Its ninth floor — a 14-room mansion with 55 feet of Central Park frontage — has so many carats society diamond dealer Harry Winston made it his home.

But since 2018, it’s been dying a death by a thousand price cuts.

Winston’s old place has been on the market for nearly 1,500 days. Scott Frances for Sotheby’s International Realty
Monthly maintenance at 927 Fifth is $22,120, which means that the co-op owner has spent about $1.1 million in carrying costs since listing the place.
Scott Frances for Sotheby’s International Realty

First listed for $39.5 million, it was reduced to $35.5 million, then $32.5 million and $32.25 million, $31.25 million, $29.95 million, $29.8 million, $28.75 million, $28.55 million, $27.95 million, $27.75 million, $27.5 million…and finally where it rests today: $27.4 million, after almost 1,500 days on the market.

Monthly maintenance here is $22,120, which means that the owner has spent about $1.1 million in carrying costs since listing the place.

“Although this extraordinary property has not sold yet, the listing has generated extraordinary interest and we have received multiple strong offers,” said Louise Beit of Sotheby’s International Realty in a statement to The Post. “I am confident that we will find the right buyer who will cherish this property,”

Brokers told The Post that there’s all kinds of dope bubbling under the surface that could keep a good apartment with a top address in a coma.

Vexing renovation rules and approval costs may make makeovers unappealing.

Construction next door could make buyers cautious.

High-interest rates can keep money from moving. Sometimes a building can even trip over its own shoelaces.

“Trying to get a co-op board to tell you what they are looking for is a challenge,” said broker Vickey Barron. “You run the buyer’s financials by the board president. They make $4 million a year and have $10 million in liquidity. But then the board says, ‘That isn’t enough.’ Well, how much liquidity does someone need for a $6 million apartment? Now, the buyer is insulted and everyone feels defeated.“

Even an ostensibly perfect poodle can kill a deal.

“The board won’t say that pets are not allowed, but when the applicant has a pet, suddenly they want to weigh the pet; they want blood samples,” Barron says. “All of a sudden you get a rejection and it’s because someone on the board didn’t want that particular pet.”

But broker Donna Oslan, president of Olshan Realty, says putting a listless listing out of its misery is simple: Just shoot it in the head. 

Next door to the Museum of Modern Art, 53W53 is impressive — but 16 units have failed to find a buyer since going on sale in 2018. Evan Joseph
The condos at 53W53 were laid out with moody-expressive interiors by Thierry Despont. Evan Joseph

“Lower the price,” said Olshan. “You can pick out a lot of things and say, ‘You know, this co-op needed a lot of work. It was frumpy. It’s in a bad location.’ But everything sells if the price is right.”

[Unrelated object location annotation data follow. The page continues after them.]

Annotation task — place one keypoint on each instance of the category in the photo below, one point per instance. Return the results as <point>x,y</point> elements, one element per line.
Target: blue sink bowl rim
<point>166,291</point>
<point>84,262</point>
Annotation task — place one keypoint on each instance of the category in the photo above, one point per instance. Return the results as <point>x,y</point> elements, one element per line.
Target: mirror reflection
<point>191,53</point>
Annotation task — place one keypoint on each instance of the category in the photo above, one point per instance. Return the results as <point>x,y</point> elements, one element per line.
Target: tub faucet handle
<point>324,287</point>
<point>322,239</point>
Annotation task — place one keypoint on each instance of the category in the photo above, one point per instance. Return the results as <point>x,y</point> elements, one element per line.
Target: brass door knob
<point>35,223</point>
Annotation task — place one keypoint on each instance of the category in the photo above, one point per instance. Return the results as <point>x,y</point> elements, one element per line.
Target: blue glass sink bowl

This simple cure to Manhattan’s zombie-home apocalypse isn’t restricted to the buildings from the Gilded Age. The city’s new guard of glass-coated Midtown supertalls isn’t safe either.  

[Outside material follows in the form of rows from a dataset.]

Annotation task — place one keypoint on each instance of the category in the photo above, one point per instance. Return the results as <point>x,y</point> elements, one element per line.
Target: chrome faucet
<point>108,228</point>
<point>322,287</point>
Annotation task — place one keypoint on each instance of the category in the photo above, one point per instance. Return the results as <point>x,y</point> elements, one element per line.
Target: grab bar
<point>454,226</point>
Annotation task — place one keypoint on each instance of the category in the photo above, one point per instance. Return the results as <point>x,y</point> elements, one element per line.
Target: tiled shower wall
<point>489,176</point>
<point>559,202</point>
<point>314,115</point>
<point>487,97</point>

Next door to the Museum of Modern Art, 53W53 rises 1,050 feet with a daring geometric design by Pritzker Prize-winning architect Jean Nouvel.

Inside, 161 condominiums were laid out with moody-expressive interiors by Thierry Despont, best suited to those with a penchant for black cashmere turtlenecks.

It’s like living in a Rothko.

So why have 16 units failed to find an owner?

It’s been eight years since the building launched in 2016 and six years since Penthouse 76 hit the market in Sept. 2018.

Penthouse 75 at 53W53 has an asking price of $63.8 million — and that hasn’t budged since it hit the market in 2018. HayesDavidson

It hasn’t budged on price in all of that time either, with an ask of $63.8 million, despite racking up more than $1.3 million in common charges.

Developers Pontiac Land Group and Hines declined to comment.

But Miller said that, in these types of situations, the developer is often constrained. 

“Lenders lend based on a certain price structure and they have certain goals in mind,” said Miller of new developments generally. “The building could have been priced for a market that no longer exists today, but to lower prices they might need permission from the lender. Maybe it wasn’t even priced correctly to begin with.” 

53W53 was designed by Pritzker Prize-winning architect Jean Nouvel. AFP via Getty Images

When worst comes to worst, developers may be forced to milk a unit for cash. 

That’s what happened to the soaring 42nd-to-43rd-floor penthouse at the Foster + Partners-designed 50 United Nations Plaza.

After 1,320 days on the market and price cuts from $70 million to just $39.95 million, Zeckendorf Development let — horrors — a renter into its crown jewel.

The six-bedroom, 9,704-square-foot home, towering over the East River, was asking $75,000 per month.